Karneval auf Teneriffa:
Näher ran!

Um tolle Stimmungsbilder zu bekommen, brauchst du entweder einen Termin oder viel Zeit, Glück und Geduld. Das Teleobjektiv ist dabei eine undankbare Krücke: Es schafft Distanz statt Nähe.

Leserfoto: Klick für Vollansicht (© Ulrich Brodde).

Leserfoto: Klick für Vollansicht (© Ulrich Brodde).

Kommentar des Fotografen:

Der Karneval auf Teneriffa ist der zweitgrößte der Welt. Im Februar finden überall auf der Insel Festivitäten unterschiedlicher Größe statt, die bis in die Morgenstunden andauern. Das bunte Treiben habe ich in den letzten Jahren ausgiebig fotografiert und wollte in diesem Jahr etwas andere “Stimmungs”bilder vom Karneval machen. Ob mir dieses mit diesem Foto gelungen ist und auch, ob die etwas experimentelle Art der Bearbeitung beim Betrachter ankommen, möchte ich gerne wissen. P.S. Bei den Kategorien fehlt m.E. die “street-Fotografie”

Profi Douglas Abuelo meint zum Bild von Ulrich Brodde :

Von Karnevalfeiern erwarten wir Paraden und Tanzen. Aber was passiert eigentlich hinter den Kulissen? In diesem Fall wollte der Fotograf Stimmungsbilder schaffen; alles anderes als die üblichen Paraden- und Partyfotos.

Dafür gibt es normalerweise zwei Möglichkeiten:

Man kann durch die Straßen ziehen und nach interessanten Motiven suchen. Dazu braucht man Zeit, Geduld und Glück. Dabei kann es auch passieren, dass man es nicht schafft, die Fotos zu machen, auf die man gehofft hat. Die zweite Möglichkeit ist es, einen Termin zu vereinbaren, um die Leute hinter den Kulissen zu fotografieren – vielleicht während sie sich auf ihren Auftritt vorbereiten oder nach der Parade, wenn sie müde sind und alles andere als glamourös aussehen.
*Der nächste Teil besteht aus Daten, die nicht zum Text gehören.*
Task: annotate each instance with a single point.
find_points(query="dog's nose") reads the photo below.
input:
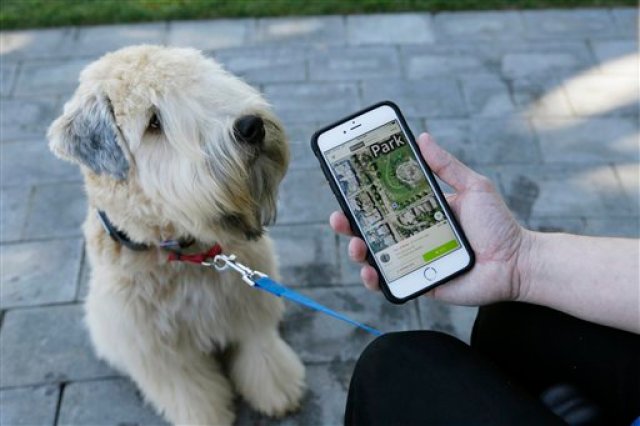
(250, 129)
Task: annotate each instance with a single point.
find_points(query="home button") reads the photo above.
(430, 274)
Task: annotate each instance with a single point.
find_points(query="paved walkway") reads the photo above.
(543, 102)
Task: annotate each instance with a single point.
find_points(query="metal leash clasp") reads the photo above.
(222, 262)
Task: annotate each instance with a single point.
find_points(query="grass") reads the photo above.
(53, 13)
(396, 190)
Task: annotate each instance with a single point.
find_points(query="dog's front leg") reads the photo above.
(268, 374)
(182, 383)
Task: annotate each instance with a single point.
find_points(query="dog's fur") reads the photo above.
(156, 321)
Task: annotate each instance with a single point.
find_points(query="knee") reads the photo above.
(406, 348)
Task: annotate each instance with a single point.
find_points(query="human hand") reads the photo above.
(495, 236)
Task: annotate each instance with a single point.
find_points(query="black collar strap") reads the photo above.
(119, 236)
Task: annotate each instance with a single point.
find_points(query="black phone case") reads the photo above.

In diesem Fall sieht es so aus, als hätte der Fotograf die erste Möglichkeit gewählt und wäre in den frühen Morgenstunden durch die Straßen gezogen.

Alles, was ungewöhnlich oder seltsam erscheint, eignet sich normalerweise gut als Motiv. Hier z.B. sehen wir einen Mann in einem ungewöhnlichen Kostüm, der an zwei eher traditionell gekleideten Frauen vorbeiläuft. Das ist ein schöner Kontrast, aber er reicht nicht aus, um eine starke Verbindung zwischen dem Motiv und den Betrachtern herzustellen.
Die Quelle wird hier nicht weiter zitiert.